J.M. Scott and G.J. Blair

Department of Agronomy and Soil Science,
University of New England, Armidale, N.S.W. 2351.

The chances of successful pasture establishment are improved if the establishing seedlings emerge promptly and grow rapidly relative to any other plants in the immediate vicinity of the sown species. As young seedlings can respond to an external supply of nutrients as early as 5 days after sowing, it is desirable to place nutrients close to seeds provided that no damage is caused to the seed or seedling; seed coating with nutrients provides a unique opportunity to supply desirable species with better access to those nutrients than other undesired species. Earlier work had shown that rye- grass coated with relatively small amounts of P and S was able to completely overcome a moderate soil S-deficiency but was less successful at overcoming a marked soil P-deficiency. This paper reports on work which is directed at understanding how to make nutrient coating safe for the seedling and yet effective in supplying significant quantities of nutrients.

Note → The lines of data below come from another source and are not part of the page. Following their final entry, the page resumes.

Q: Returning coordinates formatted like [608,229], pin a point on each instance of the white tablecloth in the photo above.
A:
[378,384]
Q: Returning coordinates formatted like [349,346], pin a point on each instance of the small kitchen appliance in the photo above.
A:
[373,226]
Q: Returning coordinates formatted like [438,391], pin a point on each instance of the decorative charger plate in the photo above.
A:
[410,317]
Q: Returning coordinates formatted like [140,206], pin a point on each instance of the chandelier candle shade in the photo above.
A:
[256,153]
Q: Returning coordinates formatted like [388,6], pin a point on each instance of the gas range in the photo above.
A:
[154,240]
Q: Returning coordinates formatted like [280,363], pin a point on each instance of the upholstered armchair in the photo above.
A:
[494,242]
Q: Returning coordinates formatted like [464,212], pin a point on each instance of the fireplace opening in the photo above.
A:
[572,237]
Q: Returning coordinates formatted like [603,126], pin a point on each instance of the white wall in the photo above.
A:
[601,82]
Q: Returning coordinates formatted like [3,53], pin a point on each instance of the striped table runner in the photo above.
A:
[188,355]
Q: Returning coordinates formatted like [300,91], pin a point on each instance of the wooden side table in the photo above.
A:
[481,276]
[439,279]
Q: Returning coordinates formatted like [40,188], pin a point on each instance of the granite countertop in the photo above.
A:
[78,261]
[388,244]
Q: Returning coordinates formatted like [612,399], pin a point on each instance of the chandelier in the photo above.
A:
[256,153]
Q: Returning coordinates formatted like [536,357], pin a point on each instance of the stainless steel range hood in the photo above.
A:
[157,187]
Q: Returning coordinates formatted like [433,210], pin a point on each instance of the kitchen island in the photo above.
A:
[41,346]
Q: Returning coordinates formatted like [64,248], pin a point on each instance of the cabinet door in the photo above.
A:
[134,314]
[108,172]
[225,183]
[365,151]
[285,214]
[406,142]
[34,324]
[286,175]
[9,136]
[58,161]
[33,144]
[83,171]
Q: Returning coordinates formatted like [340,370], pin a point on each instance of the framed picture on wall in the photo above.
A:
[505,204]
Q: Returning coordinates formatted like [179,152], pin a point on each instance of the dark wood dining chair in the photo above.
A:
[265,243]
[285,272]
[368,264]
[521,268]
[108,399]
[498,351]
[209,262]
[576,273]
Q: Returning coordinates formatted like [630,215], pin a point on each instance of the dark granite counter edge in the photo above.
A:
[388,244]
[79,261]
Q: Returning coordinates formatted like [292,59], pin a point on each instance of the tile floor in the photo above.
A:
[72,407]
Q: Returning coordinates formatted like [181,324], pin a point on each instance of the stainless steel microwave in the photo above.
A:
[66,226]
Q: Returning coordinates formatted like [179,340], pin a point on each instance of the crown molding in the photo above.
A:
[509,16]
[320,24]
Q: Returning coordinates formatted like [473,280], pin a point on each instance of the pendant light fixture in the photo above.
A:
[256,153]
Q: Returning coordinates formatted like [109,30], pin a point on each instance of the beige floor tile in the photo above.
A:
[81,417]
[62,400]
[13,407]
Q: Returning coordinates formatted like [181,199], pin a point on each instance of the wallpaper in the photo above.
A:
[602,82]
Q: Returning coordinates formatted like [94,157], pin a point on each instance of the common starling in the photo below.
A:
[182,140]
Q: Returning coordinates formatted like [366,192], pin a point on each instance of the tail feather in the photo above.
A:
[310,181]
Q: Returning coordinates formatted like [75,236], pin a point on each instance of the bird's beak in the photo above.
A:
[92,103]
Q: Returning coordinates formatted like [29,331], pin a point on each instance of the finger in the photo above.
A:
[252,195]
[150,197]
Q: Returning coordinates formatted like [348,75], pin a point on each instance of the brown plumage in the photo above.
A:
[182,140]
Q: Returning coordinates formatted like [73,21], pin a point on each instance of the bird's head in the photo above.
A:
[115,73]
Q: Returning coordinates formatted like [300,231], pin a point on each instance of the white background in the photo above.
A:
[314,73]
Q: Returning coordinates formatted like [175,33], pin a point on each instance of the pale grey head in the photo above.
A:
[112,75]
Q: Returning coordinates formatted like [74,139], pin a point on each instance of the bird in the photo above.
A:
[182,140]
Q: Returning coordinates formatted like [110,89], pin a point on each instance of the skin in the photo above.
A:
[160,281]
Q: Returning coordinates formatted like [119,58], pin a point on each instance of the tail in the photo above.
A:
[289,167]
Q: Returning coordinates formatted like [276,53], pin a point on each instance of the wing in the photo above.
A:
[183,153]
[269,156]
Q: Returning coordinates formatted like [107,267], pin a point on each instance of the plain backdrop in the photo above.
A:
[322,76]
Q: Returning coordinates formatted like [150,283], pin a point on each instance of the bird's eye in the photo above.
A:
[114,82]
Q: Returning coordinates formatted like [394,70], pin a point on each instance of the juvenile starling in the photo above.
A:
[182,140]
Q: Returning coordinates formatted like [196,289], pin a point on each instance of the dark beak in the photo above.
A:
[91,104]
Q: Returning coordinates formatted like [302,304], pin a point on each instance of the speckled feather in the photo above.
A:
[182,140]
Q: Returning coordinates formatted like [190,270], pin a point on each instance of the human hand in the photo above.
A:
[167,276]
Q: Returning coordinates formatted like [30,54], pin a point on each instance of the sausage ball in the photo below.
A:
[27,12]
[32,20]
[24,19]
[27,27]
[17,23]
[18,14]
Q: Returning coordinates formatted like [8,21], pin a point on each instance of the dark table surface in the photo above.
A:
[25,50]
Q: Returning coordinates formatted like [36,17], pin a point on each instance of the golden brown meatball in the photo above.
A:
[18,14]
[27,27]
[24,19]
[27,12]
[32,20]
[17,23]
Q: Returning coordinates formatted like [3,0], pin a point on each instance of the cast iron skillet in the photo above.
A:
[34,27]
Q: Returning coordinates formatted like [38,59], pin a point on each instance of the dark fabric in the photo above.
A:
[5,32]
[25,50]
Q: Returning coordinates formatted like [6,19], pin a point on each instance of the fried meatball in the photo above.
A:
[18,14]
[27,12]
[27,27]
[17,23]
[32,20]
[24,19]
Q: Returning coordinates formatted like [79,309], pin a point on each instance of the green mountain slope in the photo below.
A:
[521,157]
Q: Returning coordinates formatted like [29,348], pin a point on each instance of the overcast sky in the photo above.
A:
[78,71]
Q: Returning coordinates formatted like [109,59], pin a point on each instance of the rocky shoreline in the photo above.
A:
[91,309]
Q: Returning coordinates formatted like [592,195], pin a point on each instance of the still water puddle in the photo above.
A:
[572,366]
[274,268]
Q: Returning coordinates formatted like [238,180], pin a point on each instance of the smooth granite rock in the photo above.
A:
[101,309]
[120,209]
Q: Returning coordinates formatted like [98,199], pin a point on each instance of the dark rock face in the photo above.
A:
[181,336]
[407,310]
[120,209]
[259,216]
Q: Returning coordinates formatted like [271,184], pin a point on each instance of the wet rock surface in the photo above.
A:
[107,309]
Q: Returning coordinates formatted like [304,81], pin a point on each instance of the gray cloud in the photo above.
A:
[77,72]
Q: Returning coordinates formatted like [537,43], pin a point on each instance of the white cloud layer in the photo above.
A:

A glasshouse experiment was carried out to determine the relative effectiveness of monocalcium phosphate (MCP) and dicalcium phosphate (DCP) when applied at various rates as a seed coating or as drilled or broadcast soil applications to P-deficient soil. Each of the 3 application methods received the same amount of P on an area basis. Drilled fertilizer was applied in the row with the seed while broadcast fertilizer was mixed into the top 2.5 cm of soil. The pots were regularly watered to field capacity.

Results and Discussion

Table 1 shows the effect of fertilizer solubility, rate and application method on phalaris and lucerne yield 57 days after sowing. Phalaris was able to utilize both the MCP and DCP coatings to produce more top and root growth than either drilled or broadcast applications (which were not different from each other). By contrast, the emergence of MCP-coated lucerne was depressed and yields were consequently much reduced. Lucerne coated with DCP showed a slight increase in both top and root growth compared to drilled and broadcast applications.

Table 1. Effect of fertilizer rate, application method and solubility on yield of phalaris and lucerne.

Further work is needed to understand the reason for the capacity of some species to withstand soluble fertilizer seed coatings and, possibly, lead to ways of protecting species which are intolerant of such coatings.